Chef Yoshiaki Takazawa develops his multi-course menus based on the season and a touch of sentimentality
There is no flashy sign outside the door, no vast dining room filled with waiters and tables and no Facebook page promoting the latest trendy dish. Instead, Takazawa restaurant in Tokyo is so off the radar both in location and advertising that it seems improbable that it has a wait list at all, let alone one up to six months long. Takazawa has steadily built a word-of-mouth reputation for spectacular food and flavors, impeccable attention to detail and warm, personalized service. It has also built a reputation for seating just ten people per night.

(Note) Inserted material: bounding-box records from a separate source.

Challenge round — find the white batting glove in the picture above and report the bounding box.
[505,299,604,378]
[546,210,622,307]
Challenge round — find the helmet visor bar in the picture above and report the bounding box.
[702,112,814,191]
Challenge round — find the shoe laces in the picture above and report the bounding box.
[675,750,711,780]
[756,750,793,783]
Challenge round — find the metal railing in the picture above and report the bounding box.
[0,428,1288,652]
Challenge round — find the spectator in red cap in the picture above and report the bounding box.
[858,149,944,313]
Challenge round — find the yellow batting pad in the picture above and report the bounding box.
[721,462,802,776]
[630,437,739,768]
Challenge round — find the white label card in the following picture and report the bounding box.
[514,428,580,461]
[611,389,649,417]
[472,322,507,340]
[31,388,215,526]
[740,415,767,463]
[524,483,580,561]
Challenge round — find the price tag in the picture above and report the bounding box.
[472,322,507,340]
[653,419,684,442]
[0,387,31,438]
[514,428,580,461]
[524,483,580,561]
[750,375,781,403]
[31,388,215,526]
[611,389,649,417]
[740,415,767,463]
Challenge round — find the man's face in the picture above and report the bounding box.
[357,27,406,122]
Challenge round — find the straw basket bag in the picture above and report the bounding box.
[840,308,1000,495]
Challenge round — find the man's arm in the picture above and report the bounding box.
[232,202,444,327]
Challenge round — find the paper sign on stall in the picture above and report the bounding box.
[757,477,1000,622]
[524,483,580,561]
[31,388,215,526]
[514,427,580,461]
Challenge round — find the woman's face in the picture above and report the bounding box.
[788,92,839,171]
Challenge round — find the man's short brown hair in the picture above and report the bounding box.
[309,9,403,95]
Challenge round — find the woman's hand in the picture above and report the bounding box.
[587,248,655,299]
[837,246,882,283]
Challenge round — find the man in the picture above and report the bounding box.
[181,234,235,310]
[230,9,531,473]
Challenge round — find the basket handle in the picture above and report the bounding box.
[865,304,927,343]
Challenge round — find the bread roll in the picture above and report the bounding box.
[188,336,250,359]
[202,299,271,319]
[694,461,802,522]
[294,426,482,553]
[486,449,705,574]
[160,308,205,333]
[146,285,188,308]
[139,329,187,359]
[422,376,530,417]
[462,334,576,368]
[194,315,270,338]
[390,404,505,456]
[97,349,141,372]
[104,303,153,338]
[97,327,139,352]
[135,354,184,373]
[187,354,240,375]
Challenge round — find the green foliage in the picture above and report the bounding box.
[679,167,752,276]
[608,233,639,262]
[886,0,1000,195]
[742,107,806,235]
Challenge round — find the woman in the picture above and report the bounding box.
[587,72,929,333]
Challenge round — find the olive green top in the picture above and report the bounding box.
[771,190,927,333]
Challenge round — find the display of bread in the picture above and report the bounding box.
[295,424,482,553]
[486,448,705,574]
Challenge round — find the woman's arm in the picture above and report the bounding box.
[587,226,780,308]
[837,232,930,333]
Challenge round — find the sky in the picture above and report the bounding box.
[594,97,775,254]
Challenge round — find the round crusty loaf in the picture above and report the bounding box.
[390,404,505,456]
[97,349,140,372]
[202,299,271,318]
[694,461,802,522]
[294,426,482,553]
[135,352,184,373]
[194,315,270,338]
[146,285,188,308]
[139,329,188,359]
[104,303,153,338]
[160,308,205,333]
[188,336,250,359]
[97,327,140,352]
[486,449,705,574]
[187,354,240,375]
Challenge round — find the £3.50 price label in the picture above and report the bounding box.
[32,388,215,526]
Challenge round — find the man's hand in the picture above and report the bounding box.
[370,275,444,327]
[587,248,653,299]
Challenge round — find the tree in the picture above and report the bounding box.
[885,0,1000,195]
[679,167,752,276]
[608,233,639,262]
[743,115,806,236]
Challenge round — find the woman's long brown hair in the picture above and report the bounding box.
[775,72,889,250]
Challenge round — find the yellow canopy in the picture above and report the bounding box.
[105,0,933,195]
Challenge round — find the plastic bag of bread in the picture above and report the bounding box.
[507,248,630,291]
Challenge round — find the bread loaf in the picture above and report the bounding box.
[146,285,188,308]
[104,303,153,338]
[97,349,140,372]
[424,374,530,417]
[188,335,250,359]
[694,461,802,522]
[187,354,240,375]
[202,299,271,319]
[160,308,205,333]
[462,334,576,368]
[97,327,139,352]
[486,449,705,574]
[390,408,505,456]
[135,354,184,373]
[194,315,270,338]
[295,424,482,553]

It is a business plan that seems to be working for Chef Yoshiaki Takazawa, who develops his multi-course menus based on the season and a touch of sentimentality. Presentation is equally as important as taste at the restaurant, which encourages diners to “enjoy their imaginations” during the meal. Past and current favorites include ratatouille with individually sautéed and prepared vegetables pressed in multicolored cubes, foie gras crème brûlée with mango and a modern take on curry rice with lamb. Dishes are prepared in a stainless steel kitchen affixed with a spotlight, turning the entire process into a bit of theatre. Dinners are served and explained by Takazawa’s English-speaking wife Akiko.
Takazawa originally opened as Aronia de Takazawa in September of 2005 in the Akasaka district of Japan’s capital city. It had just two tables tucked away in a nondescript building behind an unmarked door with the restaurant’s name engraved on the handle. Today it’s in the same place and just as hidden. However, in May of 2012, Takazawa decided to minimize the restaurant’s name and increase capacity to a maximum of ten seats. They were relatively small changes but ones made undoubtedly after much thought and consideration. That’s just how things seem to be done at Takazawa.